- ICH GCP
- US Clinical Trials Registry
- Clinical Trial NCT02629276
Somatosensory Phenotype of Patients Suffering From Unspecific Neck and Arm Pain
Somatosensory Profiles in Patients With Non Specific Neck Arm Pain With and Without Positive Neurodynamic Tests
Study Overview
Detailed Description
Neck pain is a common musculoskeletal problem, with up to 30-50 % of adults experiencing neck pain in any given year. Neck pain in combination with arm pain is more common than neck pain alone and is associated with higher Ievels of self-reported disability and psychological impairment. In most cases, no pathophysiological correlate can be found in various investigations including magnetic resonance imaging of the cervical spine and tests for nerve conductivity (bedside neurological examination and standard electro diagnostic tests). In such cases, the neck-arm pain is labelled as non-specific. Although clinical examinations that evaluate the conductivity of the nervous system are normal in non-specific neck-arm pain (NSNAP), neurodynamic tests (ND) have been identified as positive in a subgroup of patients. ND are clinical tools designed to elongate the nerve bed, therefore increasing the mechanical loading of neural tissues. As such, ND provide information about alterations of neural tissue mechanosensitivity, i.e. the presence of heightened nerve mechanosensitivity. It is assumed that increased neural mechanosensitivity reflects gain of function, presumably mediated by small nociceptive fibres intraneurally or within the epineurium (nervi nervorum). However, it remains unclear whether the subgroup of patients with NSNAP and positive ND have indeed increased gain of function of this small fibre population compared to those patients with normal ND.
Quantitative sensory testing (QST) is a commonly used tool to determine the function of different subsets of small (C, Ad-fibres) and large nerve fibres (Ad-fibres).
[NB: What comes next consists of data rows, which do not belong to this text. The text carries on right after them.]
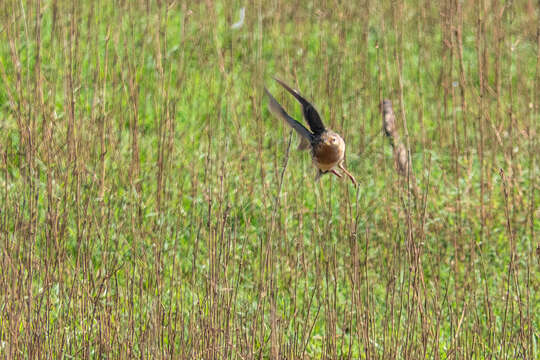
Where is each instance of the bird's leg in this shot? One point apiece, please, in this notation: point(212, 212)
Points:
point(336, 173)
point(348, 173)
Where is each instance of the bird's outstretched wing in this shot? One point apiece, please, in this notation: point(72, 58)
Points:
point(310, 113)
point(278, 111)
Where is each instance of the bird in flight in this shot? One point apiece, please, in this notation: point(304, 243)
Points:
point(327, 147)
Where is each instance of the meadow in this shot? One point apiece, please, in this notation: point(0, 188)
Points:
point(152, 207)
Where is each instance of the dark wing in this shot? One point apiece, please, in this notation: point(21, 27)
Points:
point(278, 111)
point(310, 113)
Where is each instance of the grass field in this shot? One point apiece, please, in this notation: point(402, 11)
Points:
point(152, 207)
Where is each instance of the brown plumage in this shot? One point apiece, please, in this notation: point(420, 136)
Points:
point(327, 147)
point(389, 119)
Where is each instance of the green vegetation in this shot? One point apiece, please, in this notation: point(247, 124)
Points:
point(151, 206)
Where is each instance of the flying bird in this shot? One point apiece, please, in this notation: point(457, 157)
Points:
point(327, 147)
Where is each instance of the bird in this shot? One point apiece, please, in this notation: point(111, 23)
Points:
point(327, 147)
point(389, 119)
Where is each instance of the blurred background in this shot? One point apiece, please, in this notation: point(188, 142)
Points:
point(152, 207)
Using QST, a recent study has identified a loss of small fibre function in patients with unilateral NSNAP and positive ND as apparent by reduced warm detection thresholds compared to the non-affected side. However, this difference was small and potentially not clinically rele-vant and the relatively small sample size of n=8 does not allow generalization of the results. In the same study, patients with NSNAP were also characterized by a gain of function, i.e. cold hypersensitivity. Similarly, widespread thermal and pressure hypersensitivity have been documented in patients with nonspecific arm pain (with or without neck pain). None of these studies has however investigated a potential difference between patients with NSNAP with positive versus negative ND, leaving it unclear whether the QST findings can indeed be attributed to a positive ND.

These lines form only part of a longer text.